Synthetic Agents for the Federal Aviation Administration’s (FAA’s) Next Generation Air Traffic Control Systems (NextGen)
In anticipation of the Federal Aviation Administration’s Next Generation Air Traffic Control System (NextGen), advanced modeling and simulation methods are needed to provide enhanced training and simulation. One of the challenges expressed by the FAA is that in preparation for transition to NextGen, changes in existing controller roles, responsibilities and tasks need to be explored in a simulated fashion in order to empirically assess the optimal mix of roles and responsibilities. Intelligent agents represent a promising technology for measuring the necessary exploration of multiple combinations of alternative task/role/responsibility configurations. CHI Systems is using its Advanced Speech Interactive Synthetic Teammate Authoring Toolkit® (ASIST‐AT®) to develop synthetic pilot and air traffic controller models based on a representative sample of ATC tasks, with sufficient richness to interact behaviorally and verbally with human controllers and pilots in simplified Human‐in‐the‐loop (HITL) experiments.
Joint Systems Engineering Methodology (JSEM)

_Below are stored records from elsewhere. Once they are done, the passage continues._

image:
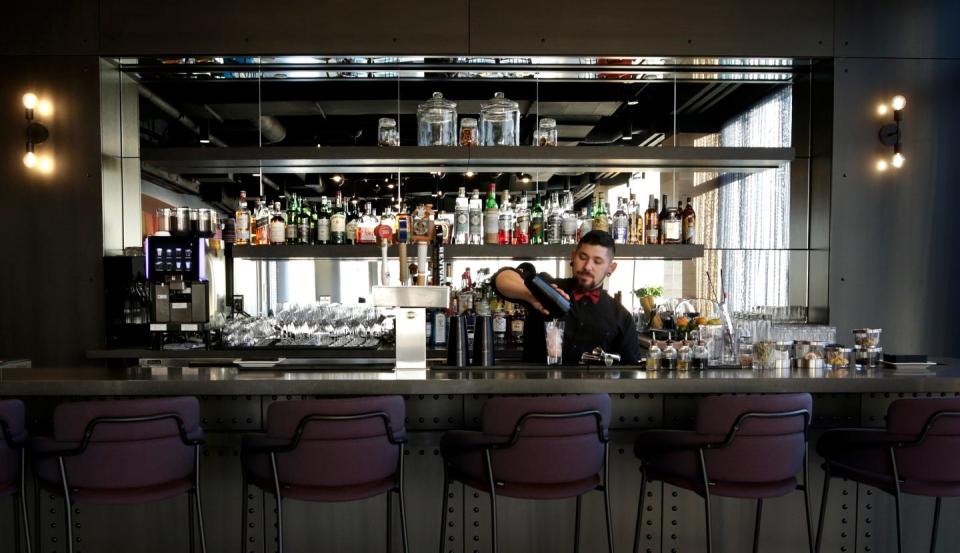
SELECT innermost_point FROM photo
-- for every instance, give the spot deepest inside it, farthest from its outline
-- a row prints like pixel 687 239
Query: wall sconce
pixel 36 133
pixel 890 134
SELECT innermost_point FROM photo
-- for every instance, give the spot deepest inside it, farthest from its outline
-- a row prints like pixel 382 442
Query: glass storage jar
pixel 499 122
pixel 546 133
pixel 437 122
pixel 469 133
pixel 387 133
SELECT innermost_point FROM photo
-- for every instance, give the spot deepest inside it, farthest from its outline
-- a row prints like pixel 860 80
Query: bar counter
pixel 505 379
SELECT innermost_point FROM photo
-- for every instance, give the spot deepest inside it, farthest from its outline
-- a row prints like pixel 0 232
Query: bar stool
pixel 518 450
pixel 123 452
pixel 13 465
pixel 329 450
pixel 917 454
pixel 747 447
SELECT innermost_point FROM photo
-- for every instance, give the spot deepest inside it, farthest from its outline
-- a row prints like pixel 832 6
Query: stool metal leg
pixel 443 510
pixel 606 496
pixel 643 496
pixel 936 525
pixel 823 506
pixel 706 500
pixel 756 526
pixel 576 526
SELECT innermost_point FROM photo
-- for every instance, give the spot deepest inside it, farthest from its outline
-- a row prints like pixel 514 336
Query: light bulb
pixel 45 164
pixel 44 108
pixel 29 100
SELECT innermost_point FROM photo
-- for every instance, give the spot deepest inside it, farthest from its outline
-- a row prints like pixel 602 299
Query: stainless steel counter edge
pixel 233 381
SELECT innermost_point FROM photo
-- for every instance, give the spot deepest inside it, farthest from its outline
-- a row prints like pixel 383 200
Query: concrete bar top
pixel 507 379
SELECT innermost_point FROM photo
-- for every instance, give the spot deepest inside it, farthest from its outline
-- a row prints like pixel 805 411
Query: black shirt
pixel 606 324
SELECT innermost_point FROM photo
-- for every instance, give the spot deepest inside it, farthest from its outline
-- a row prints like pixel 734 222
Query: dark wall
pixel 51 289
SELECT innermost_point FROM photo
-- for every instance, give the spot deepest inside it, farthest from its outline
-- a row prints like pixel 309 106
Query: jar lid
pixel 499 104
pixel 437 102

CHI Systems developed a systems development (SD) methodology that draws on the strengths of existing SD approaches in addition to the offerings of cognitive systems engineering (CSE). The methodology is called the Joint Systems Engineering Methodology, (JSEM) a name that refers to the dual and complementary objectives of designing systems that treat humans and machines as co-dependent and joint contributors to cognitive work and of achieving collaboration among the various disciplines that participate in SD.
This effort derived from the need for systems development frameworks and methods that better accommodate the design of systems to be used in increasingly complex and information-rich work environments—i.e., complex, cognitive systems. The work additionally was based on the premise that the CSE discipline, with its emphasis on designing for complex cognitive work environments, may be a rich and valuable source of principles and methods for providing SD with the improvements it needs as it faces increasingly complicated development environments and objectives.
The development of the JSEM framework and methodology for SD was based on the results of activities that include the assessment of past SD cases and critical analyses of SD; case-based interviews with SD and systems engineering professionals to identify obstacles and opportunities for improving current SD practices; and the review and assessment of CSE methods that are relevant to identified obstacles and opportunities for improvements.